Los Campos Flégreos avisan: un 4,7 a tres kilómetros de Nápoles
Un terremoto de 4,7 grados no debería derribar edificios en una ciudad europea. En Nápoles, el suelo se movió a solo tres kilómetros de profundidad y la ciudad entera descubrió que sigue viviendo sobre una de las calderas volcánicas más vigiladas del planeta. Los primeros testimonios hablaban de pánico masivo, derrumbes, apagones y caídas de la línea móvil; los sismólogos, del temor recurrente a que los Campos Flégreos pasen de los avisos a algo peor.
Un sismo que reabre el expediente del supervolcán
El temblor, calificado por los medios locales como el más fuerte en la zona en 40 años, ha vuelto a poner el foco sobre la caldera volcánica que se extiende al oeste de Nápoles. La profundidad del epicentro –apenas tres kilómetros– explica que la sacudida se sintiera con fuerza en pleno centro urbano, donde viven unos 6 millones de personas contando el área metropolitana. La pregunta inmediata era obligada: ¿ha afectado a Pompeya? Las primeras informaciones no lo confirmaban, pero el susto ya estaba servido.

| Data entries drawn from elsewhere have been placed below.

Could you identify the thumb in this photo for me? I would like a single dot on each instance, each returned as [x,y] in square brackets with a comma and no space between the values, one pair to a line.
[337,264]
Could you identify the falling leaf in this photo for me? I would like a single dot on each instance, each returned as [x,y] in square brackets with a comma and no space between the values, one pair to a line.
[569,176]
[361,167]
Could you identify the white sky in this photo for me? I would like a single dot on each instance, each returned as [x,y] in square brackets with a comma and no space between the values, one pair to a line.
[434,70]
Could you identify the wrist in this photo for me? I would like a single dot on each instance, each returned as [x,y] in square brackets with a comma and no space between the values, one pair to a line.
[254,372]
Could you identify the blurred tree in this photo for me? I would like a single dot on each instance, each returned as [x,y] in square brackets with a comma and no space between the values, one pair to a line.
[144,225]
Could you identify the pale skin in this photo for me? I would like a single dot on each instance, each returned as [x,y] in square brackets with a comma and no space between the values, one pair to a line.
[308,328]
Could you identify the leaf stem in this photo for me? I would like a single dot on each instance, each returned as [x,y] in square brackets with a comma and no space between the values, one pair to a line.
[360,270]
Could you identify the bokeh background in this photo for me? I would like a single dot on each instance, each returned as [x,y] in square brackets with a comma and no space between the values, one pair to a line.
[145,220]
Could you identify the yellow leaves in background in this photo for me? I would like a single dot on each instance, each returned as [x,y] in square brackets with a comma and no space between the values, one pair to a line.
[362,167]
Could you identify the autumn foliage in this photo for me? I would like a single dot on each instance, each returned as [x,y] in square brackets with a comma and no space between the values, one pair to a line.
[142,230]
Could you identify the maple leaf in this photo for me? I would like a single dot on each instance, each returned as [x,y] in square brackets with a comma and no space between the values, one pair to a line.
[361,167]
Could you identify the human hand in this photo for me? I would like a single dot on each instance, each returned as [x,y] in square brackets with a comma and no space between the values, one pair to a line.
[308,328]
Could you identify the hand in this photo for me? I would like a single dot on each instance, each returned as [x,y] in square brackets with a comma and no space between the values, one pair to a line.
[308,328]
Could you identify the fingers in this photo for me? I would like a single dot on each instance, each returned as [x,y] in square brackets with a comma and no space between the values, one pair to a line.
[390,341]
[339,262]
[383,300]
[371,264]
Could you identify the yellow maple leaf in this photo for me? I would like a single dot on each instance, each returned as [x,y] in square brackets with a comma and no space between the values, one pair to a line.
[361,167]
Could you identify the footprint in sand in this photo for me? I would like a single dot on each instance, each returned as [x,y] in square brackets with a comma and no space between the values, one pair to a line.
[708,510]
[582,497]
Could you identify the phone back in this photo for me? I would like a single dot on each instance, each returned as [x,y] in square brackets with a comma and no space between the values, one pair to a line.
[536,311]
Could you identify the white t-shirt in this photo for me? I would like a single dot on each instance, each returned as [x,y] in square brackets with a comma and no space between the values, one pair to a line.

La caldera, no el terremoto, es la amenaza real
El análisis técnico que ha circulado con más insistencia separa el ruido del fondo: el problema no es el sismo de turno, sino el estado de la caldera. Los Campos Flégreos llevan años con el suelo inflándose, como si tuvieran un globo debajo, y el Instituto Nacional de Geofísica y Vulcanología de Italia (INGV) no tiene un plan creíble para evacuar a tres millones de personas. Los escenarios manejados van desde una erupción pequeña que enfriaría el turismo napolitano durante un trimestre hasta un evento de tipo Ignimbrita Campaniana, capaz de barrer la zona más densamente poblada de Italia y cerrar el espacio aéreo europeo. Entre esos dos extremos, casi todo es incertidumbre.
Por qué un 4,7 provoca derrumbes en Nápoles y no en Japón
La comparación con Japón se ha repetido en las últimas horas con un argumento incómodo: un país con cultura sísmica resiste sin grandes daños lo que en Nápoles ha dejado imágenes de colapsos. Las explicaciones apuntan a un parque inmobiliario envejecido, con un déficit histórico de mantenimiento y una normativa que no siempre se ha aplicado con rigor. Algunos análisis van más lejos y recuerdan que la ciudad acumula décadas de degradación urbana, con problemas convivenciales que incluyen la influencia de la Camorra, aunque en este capítulo lo relevante no es el estigma sino la vulnerabilidad estructural.
El coste económico de vivir sobre un volcán
La economía italiana, y la europea por extensión, se juega mucho en estas sacudidas. Una erupción pequeña o mediana provocaría cancelaciones de vuelos y una caída inmediata del turismo en una de las ciudades más visitadas de Italia. Una erupción grande elevaría la factura a niveles difíciles de calcular: evacuación masiva, daños al tejido productivo, cierre de aeropuertos y un impacto logístico que se sentiría en todo el continente. Mientras tanto, las compañías aéreas y el sector turístico miran con lupa los boletines del INGV.
Entre la ciencia y el ruido conspirativo
Como suele ocurrir en estos episodios, la información técnica ha convivido con las teorías más variadas: desde desastres provocados hasta alineaciones astrológicas, pasando por la sospecha de que se oculta información. Los datos disponibles no dan sustento a esas hipótesis, pero sí reflejan un malestar social comprensible: cuando la tierra tiembla bajo una caldera, la necesidad de respuestas fáciles choca con la incertidumbre científica real.
¿Estamos ante un aviso o ante la actividad normal de una caldera inquieta? La ciencia aún no lo sabe con certeza, y mientras tanto, Nápoles vuelve a repasar sus escombros. La pregunta incómoda no es solo cuándo despertará el supervolcán, sino cuánto habrá costado no estar preparados cuando lo haga.